When in the dark I used to bring things with me. A blanket, mostly. Socks to keep my feet warm. Poetry books, for prayer. Then there are days when I crawl to the corner and turn my back to everything and close my eyes, as if seeking a darker place, still. Now I just lie like this—weightless and yet weighed down. I can scarcely force myself to breathe, my lungs telling me, what is the point. My heart telling me, what is the point. Everything inside my body telling me, what is the point.

Have I always been here? Have I never escaped it? How did I get almost a year of reprieve, only to wake up one day in the dark again?

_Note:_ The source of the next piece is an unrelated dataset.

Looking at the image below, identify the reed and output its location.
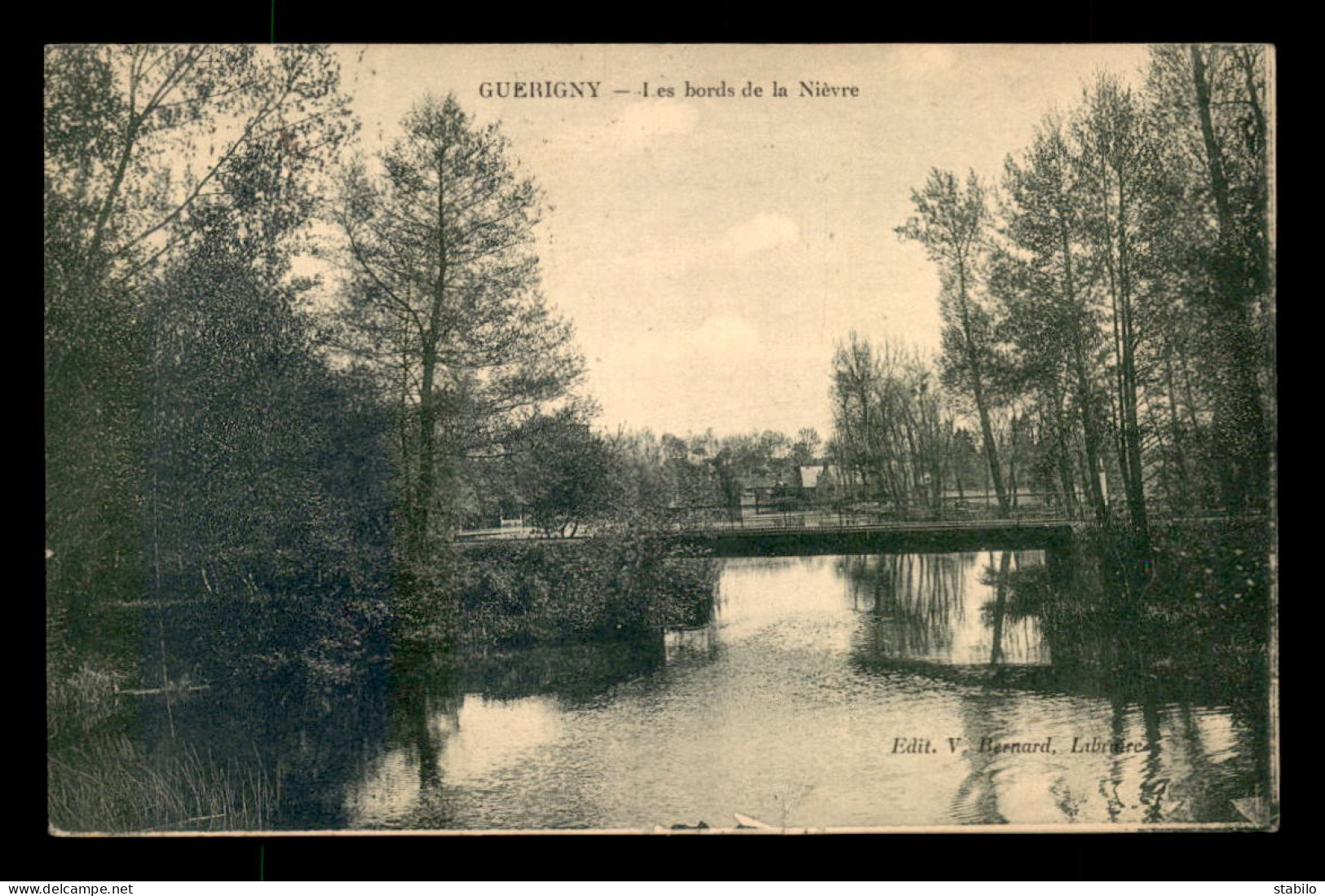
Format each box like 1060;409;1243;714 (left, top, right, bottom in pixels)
46;735;281;832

Things to Do in the Belly of the Whale
Dan Albergotti

Measure the walls. Count the ribs. Notch the long days.
Look up for blue sky through the spout. Make small fires
with the broken hulls of fishing boats. Practice smoke signals.
Call old friends, and listen for echoes of distant voices.
Organize your calendar. Dream of the beach. Look each way
for the dim glow of light. Work on your reports. Review
each of your life’s ten million choices. Endure moments
of self-loathing. Find the evidence of those before you.
Destroy it. Try to be very quiet, and listen for the sound
of gears and moving water. Listen for the sound of your heart.
Be thankful that you are here, swallowed with all hope,
where you can rest and wait. Be nostalgic. Think of all
the things you did and could have done. Remember
treading water in the center of the still night sea, your toes
pointing again and again down, down into the black depths.